TV host and producer Maha Awad and Naomi Ackerman of The Advot Project read a monologue pieced together by Ackerman from testaments provided by some girls who had escaped.
“We are Boko Haram. We will bury your school. You shall not do school again. You never should have gone to school in the first place,” Ackerman said, quoting the terrorists from accounts given by the girls. “If you want to die, sit down here. We will kill you. If you do not want to die, you will enter the trucks.”
Security problems at the girls’ school had closed it for four weeks, but they wanted to take a physics exam. Officials arranged for four schools to visit the one campus to take the test.

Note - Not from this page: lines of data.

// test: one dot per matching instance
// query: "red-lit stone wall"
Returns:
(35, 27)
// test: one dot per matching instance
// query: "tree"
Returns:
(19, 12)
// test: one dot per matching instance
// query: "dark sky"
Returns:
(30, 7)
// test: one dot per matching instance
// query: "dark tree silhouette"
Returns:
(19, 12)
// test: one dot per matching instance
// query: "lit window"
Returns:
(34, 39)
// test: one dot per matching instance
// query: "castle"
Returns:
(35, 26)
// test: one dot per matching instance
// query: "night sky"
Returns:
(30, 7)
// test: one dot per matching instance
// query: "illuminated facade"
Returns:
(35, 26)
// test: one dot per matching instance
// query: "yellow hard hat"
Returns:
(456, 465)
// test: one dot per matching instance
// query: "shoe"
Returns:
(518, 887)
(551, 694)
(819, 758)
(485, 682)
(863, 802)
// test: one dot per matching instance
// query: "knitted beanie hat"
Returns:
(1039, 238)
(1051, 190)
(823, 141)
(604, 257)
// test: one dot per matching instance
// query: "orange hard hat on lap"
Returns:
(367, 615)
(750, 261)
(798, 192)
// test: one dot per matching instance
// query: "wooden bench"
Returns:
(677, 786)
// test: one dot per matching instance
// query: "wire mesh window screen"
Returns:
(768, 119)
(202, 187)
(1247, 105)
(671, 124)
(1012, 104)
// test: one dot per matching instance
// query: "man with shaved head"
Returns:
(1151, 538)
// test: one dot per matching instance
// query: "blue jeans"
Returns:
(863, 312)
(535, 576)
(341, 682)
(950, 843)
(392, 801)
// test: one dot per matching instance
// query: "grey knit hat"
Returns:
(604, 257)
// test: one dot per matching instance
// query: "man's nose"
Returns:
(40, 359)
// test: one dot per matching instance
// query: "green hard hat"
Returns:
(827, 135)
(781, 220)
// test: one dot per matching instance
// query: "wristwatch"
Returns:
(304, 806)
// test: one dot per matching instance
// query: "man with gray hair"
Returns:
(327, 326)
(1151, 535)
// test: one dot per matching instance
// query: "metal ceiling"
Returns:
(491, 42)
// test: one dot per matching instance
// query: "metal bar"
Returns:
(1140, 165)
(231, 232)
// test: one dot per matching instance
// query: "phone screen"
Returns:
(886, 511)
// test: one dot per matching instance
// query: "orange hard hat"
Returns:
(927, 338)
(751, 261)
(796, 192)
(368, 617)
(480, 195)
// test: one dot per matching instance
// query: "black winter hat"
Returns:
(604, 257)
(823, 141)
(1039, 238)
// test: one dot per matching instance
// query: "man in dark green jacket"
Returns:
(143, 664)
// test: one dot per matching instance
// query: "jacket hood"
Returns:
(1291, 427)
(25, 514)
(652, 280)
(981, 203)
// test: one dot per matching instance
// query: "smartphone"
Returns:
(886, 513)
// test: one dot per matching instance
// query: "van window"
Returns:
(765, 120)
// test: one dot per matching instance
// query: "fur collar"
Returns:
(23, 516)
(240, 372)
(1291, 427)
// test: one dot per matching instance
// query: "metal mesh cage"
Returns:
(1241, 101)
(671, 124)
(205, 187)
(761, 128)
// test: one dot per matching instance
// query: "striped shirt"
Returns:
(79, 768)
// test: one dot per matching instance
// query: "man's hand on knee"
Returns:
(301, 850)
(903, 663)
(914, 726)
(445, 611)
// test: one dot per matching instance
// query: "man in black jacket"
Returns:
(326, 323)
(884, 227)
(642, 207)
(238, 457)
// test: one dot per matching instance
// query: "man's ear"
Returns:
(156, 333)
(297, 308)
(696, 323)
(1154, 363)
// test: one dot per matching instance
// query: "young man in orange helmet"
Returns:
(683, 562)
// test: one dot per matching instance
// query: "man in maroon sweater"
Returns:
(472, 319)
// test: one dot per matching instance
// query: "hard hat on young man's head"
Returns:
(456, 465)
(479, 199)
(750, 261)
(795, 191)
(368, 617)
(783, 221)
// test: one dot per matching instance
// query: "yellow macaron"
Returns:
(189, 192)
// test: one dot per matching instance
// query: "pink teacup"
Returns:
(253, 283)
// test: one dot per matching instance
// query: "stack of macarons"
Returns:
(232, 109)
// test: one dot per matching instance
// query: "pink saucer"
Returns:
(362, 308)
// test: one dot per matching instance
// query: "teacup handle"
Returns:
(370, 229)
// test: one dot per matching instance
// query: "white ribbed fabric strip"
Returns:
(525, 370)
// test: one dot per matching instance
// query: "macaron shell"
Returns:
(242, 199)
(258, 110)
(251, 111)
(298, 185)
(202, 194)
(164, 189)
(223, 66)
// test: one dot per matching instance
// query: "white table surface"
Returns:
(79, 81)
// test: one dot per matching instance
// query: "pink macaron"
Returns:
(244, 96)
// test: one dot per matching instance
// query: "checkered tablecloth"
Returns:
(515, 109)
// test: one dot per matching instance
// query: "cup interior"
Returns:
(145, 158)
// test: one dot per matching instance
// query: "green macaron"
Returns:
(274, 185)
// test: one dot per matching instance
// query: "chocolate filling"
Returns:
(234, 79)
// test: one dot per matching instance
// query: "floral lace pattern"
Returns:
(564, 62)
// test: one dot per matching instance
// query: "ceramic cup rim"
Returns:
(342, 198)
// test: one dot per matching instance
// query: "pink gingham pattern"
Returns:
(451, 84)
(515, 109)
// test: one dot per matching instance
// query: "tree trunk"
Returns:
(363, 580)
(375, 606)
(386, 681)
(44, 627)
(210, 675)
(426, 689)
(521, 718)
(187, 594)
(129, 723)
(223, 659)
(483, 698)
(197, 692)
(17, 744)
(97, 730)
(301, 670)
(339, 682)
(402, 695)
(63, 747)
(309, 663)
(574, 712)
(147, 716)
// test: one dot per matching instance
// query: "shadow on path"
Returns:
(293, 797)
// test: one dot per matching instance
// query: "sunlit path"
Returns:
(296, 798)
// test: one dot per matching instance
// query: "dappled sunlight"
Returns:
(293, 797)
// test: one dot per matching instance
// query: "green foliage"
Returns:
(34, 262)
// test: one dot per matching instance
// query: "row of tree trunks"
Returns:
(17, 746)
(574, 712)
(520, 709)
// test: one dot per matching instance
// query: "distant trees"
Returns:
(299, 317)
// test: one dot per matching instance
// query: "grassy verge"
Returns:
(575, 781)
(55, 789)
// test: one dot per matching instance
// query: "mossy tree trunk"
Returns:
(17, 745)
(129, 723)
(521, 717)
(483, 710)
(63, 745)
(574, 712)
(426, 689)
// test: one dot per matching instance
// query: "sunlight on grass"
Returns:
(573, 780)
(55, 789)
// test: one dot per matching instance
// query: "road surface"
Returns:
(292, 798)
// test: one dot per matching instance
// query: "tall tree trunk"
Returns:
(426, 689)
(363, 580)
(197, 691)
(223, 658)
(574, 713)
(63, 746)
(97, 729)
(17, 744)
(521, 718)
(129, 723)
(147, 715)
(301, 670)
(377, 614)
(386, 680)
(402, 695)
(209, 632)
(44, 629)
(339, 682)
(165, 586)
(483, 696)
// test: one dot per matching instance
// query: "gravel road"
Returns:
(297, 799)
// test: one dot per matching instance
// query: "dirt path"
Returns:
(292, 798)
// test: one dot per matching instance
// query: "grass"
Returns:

“We wanted to get an education. We wanted to take the test. One soldier laughed. ‘Why do you need school? Instead, you need to marry. Girls as young as nine are suitable for marriage. I can sell you for a nice bride price.’ They stole all of our supplies. They burned down our school,” Ackerman read aloud.
Three girls came up with a plan to escape. They asked the terrorists if they could relieve themselves, then fled and ran for two hours.
“We ran to be free. We ran for our lives,” Ackerman continued. “I am really scared to go back to school, but how can I stop now? I have no option. I want to finish my final year exams. I want to move forward. I will not lose my dream. …I will go to school. I will get an education. I will not let them take my wings. I will fly, wounded, hurt, heart-broken and bleeding. I will fly.”
Pastor Bright Meretighan, of the Rhema House in Carson, is a native of Nigeria. He left eight years ago, but returns twice a year to check on his parents and family. Meretighan said anything can happen there at any time.
“America is a good place. We are secure here; things are OK,” he said.
Meretighan asked the audience to pray on behalf of the parents affected by the tragedy. He said people should call on the divine to bring such terrorist acts to a halt.
“All this in the world is wickedness,” Meretighan added.
Rabbi Susan Goldberg of the Wilshire Boulevard Temple invited the audience to take all the pain and the overwhelming nature of what is happening and simply think about and pray for one girl. She also asked the group to pray for a single perpetrator.
“God, please heal him,” Goldberg said. “We know that change or healing can be slow and incremental. We also know that healing can be radical and all at once. Please bring change and healing to the soul of this one man. …We want it all to end right now.”
Rev. Najuma Smith, of St. James AME Church, said that when atrocity happens, people must do something.
“What happened to the harmless woman is not just her story, but it is the story of countless unnamed women and girls, boys and men,” she said. “It is a story that spans from nation to nation, country to country, land to land.”
From South Los Angeles to Mississippi and from Sudan to Switzerland, atrocities and trauma are everywhere, Smith said.
“And we are all forced to answer the question, ‘Who’s going to speak up?’ Because it’s not OK what happened in Nigeria. But it’s also not OK what happens in South Los Angeles. …It’s not OK for human trafficking to take place. Sexual assault — not OK. College rape — not OK. Date rape — not OK. Molestation — not OK. Forced prostitution — it’s not OK. Child brides. None of it, absolutely none of it, is OK.”
Walker Temple AME Church Rev. Rosalyn Brookins spoke out against any form of oppression to women — whether it occurs in Compton or Nigeria.
“Cruelty against women is not just a white or black, Jewish or Christian, rich or poor issue,” she said. “It is a human rights issue. It crushes the self-esteem and self-worth of the one that has been victimized. But the effects of it are long lasting.”
Brookins said it demolishes the hopes and dreams of families and communities, and eats away at the fabric of generations to come. And that is why people must fight it every chance they get, especially when children are the victims, she said.
“We stand as a united voice saying we will not tolerate the enslavement of any child. We must have zero tolerance,” Brookins said.